The pair’s tumultuous relationship included several reconciliation attempts even after they were officially divorced in 2013.
Howard testified that he twice threatened to harm himself to preserve his relationship with Ghent, telling her at one point he would swallow a bottle of pills if she broke up with him and on another occasion that he would throw himself off a balcony after they fought over him kissing actress Jennifer Hudson on a movie set.
Within days of marrying his third and now former wife, Mira Pak, in 2013, Howard again professed his love to Ghent, according to audio her attorneys played in court on Monday.
The recording contradicted Howard’s earlier testimony that he had only married Ghent because she had been blackmailing him over the recordings.

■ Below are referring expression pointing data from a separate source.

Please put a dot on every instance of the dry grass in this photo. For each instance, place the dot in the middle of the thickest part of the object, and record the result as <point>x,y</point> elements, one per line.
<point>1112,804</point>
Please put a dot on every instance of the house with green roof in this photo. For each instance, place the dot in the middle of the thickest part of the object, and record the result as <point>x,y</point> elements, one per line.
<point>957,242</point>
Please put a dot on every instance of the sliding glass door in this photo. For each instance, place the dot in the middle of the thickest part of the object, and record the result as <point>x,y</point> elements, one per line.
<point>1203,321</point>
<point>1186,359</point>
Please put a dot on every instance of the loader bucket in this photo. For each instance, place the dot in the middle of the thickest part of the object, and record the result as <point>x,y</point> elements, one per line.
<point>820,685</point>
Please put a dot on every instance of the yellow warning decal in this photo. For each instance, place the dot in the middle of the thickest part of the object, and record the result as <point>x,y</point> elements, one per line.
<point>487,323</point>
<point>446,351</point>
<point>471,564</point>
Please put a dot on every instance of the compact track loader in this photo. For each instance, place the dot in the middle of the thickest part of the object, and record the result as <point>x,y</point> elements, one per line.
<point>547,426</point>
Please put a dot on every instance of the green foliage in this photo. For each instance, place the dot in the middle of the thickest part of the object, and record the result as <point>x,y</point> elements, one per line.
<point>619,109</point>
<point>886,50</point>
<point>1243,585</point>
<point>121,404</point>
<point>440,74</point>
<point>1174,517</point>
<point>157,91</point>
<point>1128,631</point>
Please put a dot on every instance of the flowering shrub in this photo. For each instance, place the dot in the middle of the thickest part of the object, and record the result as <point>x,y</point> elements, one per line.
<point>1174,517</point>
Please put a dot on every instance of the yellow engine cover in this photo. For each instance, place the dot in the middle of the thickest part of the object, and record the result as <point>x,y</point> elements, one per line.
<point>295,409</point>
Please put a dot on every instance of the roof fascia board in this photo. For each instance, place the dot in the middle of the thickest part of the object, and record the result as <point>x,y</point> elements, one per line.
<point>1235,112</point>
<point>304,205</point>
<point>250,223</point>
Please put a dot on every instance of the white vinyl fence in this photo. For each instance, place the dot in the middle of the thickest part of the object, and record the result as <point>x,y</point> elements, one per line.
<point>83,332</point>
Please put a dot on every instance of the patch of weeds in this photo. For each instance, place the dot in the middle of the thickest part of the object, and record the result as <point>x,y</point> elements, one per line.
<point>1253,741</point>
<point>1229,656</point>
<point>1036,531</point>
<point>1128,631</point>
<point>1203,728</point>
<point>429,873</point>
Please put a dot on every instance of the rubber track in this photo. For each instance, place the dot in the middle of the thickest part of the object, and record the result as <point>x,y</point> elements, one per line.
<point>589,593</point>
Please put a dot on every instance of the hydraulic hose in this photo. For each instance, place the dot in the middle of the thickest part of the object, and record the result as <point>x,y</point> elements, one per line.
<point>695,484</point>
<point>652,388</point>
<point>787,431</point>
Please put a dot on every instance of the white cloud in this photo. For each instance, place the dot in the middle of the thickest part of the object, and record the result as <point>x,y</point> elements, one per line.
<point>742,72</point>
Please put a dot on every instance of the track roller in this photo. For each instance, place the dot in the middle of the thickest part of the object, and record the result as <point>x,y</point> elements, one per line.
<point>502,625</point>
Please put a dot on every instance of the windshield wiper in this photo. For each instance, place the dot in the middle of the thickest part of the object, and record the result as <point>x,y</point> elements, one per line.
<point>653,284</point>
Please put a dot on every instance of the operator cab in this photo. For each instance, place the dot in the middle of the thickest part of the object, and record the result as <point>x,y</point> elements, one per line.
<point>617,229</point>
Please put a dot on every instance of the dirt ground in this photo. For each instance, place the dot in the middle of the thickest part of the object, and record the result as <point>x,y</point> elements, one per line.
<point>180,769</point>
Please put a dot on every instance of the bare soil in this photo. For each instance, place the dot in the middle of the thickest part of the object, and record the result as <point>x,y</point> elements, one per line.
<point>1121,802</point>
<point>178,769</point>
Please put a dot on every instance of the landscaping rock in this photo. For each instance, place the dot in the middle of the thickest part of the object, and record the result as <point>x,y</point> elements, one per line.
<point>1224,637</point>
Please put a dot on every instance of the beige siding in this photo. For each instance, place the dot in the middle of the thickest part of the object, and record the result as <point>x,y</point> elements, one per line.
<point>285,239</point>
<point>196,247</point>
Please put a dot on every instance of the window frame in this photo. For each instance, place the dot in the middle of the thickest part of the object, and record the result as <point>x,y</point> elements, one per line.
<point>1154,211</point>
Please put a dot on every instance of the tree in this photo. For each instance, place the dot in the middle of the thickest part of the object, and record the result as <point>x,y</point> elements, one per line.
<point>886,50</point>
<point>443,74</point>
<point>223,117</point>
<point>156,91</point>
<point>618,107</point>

The hearing, scheduled in response to a motion by Howard’s lawyers, included lengthy questioning about incidents in which the actor was arrested on allegations of abuse.
In 2000, Howard was arrested after a flight attendant accused him of grabbing her after an argument over whether he could take his young daughter to the bathroom. Charges were not pursued.
The actor acknowledged hitting his first wife in 2001, saying he ”kicked down the door and smacked her.” He said it was the ”only time I’ve struck a woman” when it wasn’t self-defense.
He denied abusing Ghent, testifying that if he hit her it was in self-defense and he had never choked her, as she has alleged.
Lewis did not hear Ghent’s version of events because her attorneys did not file a sworn statement from her before the hearing.
”I regret that I’m not hearing from her,” Superior Court Judge Thomas Trent Lewis told her attorneys. He acknowledged early in the proceedings that a lot of money was at stake as a result of his ruling.
Ghent and Howard aren’t the only ones interested in the outcome of Monday’s ruling. Twentieth Century Fox, which produces ”Empire,” has asked another judge to figure out whether the actor or his ex-wife is entitled to more than $50,000 of his earnings from the show.